Quali punti del corpo del tuo fidanzato devi toccare per farlo eccitare

Se le zone erogene maschili ti sembrano poche o decisamente “famose” questo articolo fa per te: pronta a scoprire il corpo del tuo partner?

Chi lo ha detto che agli uomini piacciono sempre e solo le stesse cose?

zone erogene maschili
(fonte: Unsplash)

Ah, aspetta: anni ed anni di serie TV e film, oltre che di luoghi comuni decisamente popolari, ecco chi lo ha detto!
Se pensi che il tuo partner si possa eccitare sempre e solo in una maniera o che le sue zone erogene siano due, al massimo, preparati a stupirti.

Le zone erogene maschili: ecco quali dovresti assolutamente conoscere e stimolare

Va bene, va bene, lo sappiamo: generalmente ti basta anche solo alzare un sopracciglio in direzione del tuo partner perché lui sia pronto a darsi da fare!

zone erogene maschili
(fonte: Unsplash)

Nonostante sia vero che gli uomini hanno, generalmente, una libido più sviluppata o una facilità “maggiore” quando si tratta di eccitarsi, questo non vuol dire che tu non debba fare niente o non debba conoscere le zone erogene maschili.
Eh sì, perché come per quelle femminili (di cui ti abbiamo parlato qui) le zone erogene maschili sono spesso ignorate, per preferire un approccio più diretto che magari porta a qualche risultato, certo, ma che alla lunga può diventare noioso!

Insomma, queste zone erogene maschili quali sono? Eccone tre che devi assolutamente incorporare nei vostri preliminari!

Cosce, inguine e parte bassa della pancia

Partiamo da zone decisamente “vicine” al protagonista dei vostri rapporti intimi.
Certo, magari ti è capitato di accarezzare o di stimolare queste zone, anche solo perché ci sei passata “vicino”.

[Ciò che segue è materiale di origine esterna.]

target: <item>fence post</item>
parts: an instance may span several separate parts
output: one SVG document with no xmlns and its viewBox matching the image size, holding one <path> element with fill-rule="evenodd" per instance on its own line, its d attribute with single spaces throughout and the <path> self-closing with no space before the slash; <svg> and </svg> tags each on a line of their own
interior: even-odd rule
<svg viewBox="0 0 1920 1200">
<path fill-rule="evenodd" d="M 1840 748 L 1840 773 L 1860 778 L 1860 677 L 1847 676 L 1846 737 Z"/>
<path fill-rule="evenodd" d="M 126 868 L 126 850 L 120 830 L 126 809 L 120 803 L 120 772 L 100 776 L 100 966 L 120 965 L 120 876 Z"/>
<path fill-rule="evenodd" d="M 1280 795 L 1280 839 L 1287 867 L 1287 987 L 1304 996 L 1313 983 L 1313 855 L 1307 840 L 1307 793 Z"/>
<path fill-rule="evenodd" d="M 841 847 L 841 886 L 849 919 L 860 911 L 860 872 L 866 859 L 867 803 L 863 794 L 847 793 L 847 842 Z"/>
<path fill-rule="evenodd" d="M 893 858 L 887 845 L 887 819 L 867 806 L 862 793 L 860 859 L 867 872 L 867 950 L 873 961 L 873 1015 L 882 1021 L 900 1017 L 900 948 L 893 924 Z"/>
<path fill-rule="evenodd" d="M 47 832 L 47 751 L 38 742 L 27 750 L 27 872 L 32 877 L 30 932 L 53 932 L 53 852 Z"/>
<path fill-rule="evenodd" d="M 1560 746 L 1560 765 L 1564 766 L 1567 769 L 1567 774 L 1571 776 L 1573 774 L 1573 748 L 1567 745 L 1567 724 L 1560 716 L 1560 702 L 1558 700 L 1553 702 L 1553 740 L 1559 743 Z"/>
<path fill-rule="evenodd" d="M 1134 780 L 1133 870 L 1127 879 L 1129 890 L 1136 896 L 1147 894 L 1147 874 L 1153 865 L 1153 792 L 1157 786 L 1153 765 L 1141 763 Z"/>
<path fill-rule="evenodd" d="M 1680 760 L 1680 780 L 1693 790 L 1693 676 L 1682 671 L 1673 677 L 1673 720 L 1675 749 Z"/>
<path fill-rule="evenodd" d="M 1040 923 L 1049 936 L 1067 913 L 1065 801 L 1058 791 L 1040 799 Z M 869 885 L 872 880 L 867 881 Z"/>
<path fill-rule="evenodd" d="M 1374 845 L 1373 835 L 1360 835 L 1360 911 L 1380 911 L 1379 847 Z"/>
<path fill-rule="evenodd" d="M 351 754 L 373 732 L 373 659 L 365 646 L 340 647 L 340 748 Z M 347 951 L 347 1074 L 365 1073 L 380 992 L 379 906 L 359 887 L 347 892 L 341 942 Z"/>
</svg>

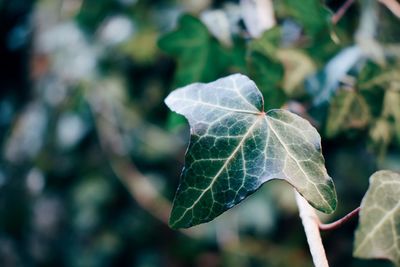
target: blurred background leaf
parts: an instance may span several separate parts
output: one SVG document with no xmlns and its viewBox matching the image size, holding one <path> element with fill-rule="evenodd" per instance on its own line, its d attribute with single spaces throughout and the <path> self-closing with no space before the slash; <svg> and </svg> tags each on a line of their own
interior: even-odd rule
<svg viewBox="0 0 400 267">
<path fill-rule="evenodd" d="M 166 226 L 189 132 L 163 100 L 193 82 L 246 74 L 318 128 L 339 199 L 325 220 L 400 171 L 396 13 L 354 1 L 333 23 L 345 0 L 260 0 L 255 29 L 241 2 L 0 0 L 0 266 L 310 266 L 283 182 Z M 390 266 L 354 259 L 354 230 L 324 233 L 331 265 Z"/>
</svg>

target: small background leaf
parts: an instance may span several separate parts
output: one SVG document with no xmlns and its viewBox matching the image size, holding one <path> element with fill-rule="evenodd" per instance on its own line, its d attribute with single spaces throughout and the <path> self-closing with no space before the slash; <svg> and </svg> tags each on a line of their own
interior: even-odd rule
<svg viewBox="0 0 400 267">
<path fill-rule="evenodd" d="M 368 104 L 354 90 L 337 92 L 329 106 L 326 136 L 333 137 L 343 131 L 364 128 L 370 119 Z"/>
<path fill-rule="evenodd" d="M 283 90 L 290 98 L 305 93 L 304 80 L 316 70 L 315 63 L 306 53 L 296 49 L 279 49 L 277 57 L 285 68 Z"/>
<path fill-rule="evenodd" d="M 226 70 L 223 48 L 207 27 L 191 15 L 183 15 L 178 28 L 162 37 L 158 45 L 177 58 L 176 87 L 215 80 Z"/>
<path fill-rule="evenodd" d="M 384 258 L 400 266 L 400 174 L 379 171 L 361 203 L 354 256 Z"/>
<path fill-rule="evenodd" d="M 285 92 L 281 88 L 284 68 L 277 57 L 281 31 L 272 28 L 249 44 L 247 65 L 249 75 L 260 87 L 265 96 L 265 108 L 280 108 L 286 101 Z"/>
<path fill-rule="evenodd" d="M 329 27 L 330 12 L 319 0 L 284 0 L 280 1 L 281 12 L 293 17 L 305 31 L 316 35 Z"/>
<path fill-rule="evenodd" d="M 283 66 L 259 52 L 252 52 L 248 57 L 251 77 L 260 86 L 267 109 L 280 108 L 285 103 L 285 92 L 280 88 L 283 79 Z"/>
</svg>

Spesso, però, ti dimentichi di che valore possa avere “stuzzicare” qualcuno, facendo tutto il possibile per fargli desiderare che tu vada avanti… senza andare avanti!
Toccare, stimolare, leccare o mordicchiare tutte queste aree è un ottimo modo per iniziare a prendere le zone erogene maschili un poco alla larga. Lo scopo è quello di concentrarti su questi punti, sfiorando o “ignorando” quelli più sensuali e comuni. In questo modo lo farai impazzire dal desiderio e la sua soglia di sensibilità su questi punti si abbasserà di molto!

Orecchie

Ovviamente ti consigliamo (ma questo vale per tutti i suggerimenti che ti abbiamo dato qui) anche di fare una conversazione preliminare con il tuo partner.
Chiedigli se va bene quello che vuoi fare oppure non lanciarti immediatamente in nuove tecniche, evitando di recepire man mano la sua reazione!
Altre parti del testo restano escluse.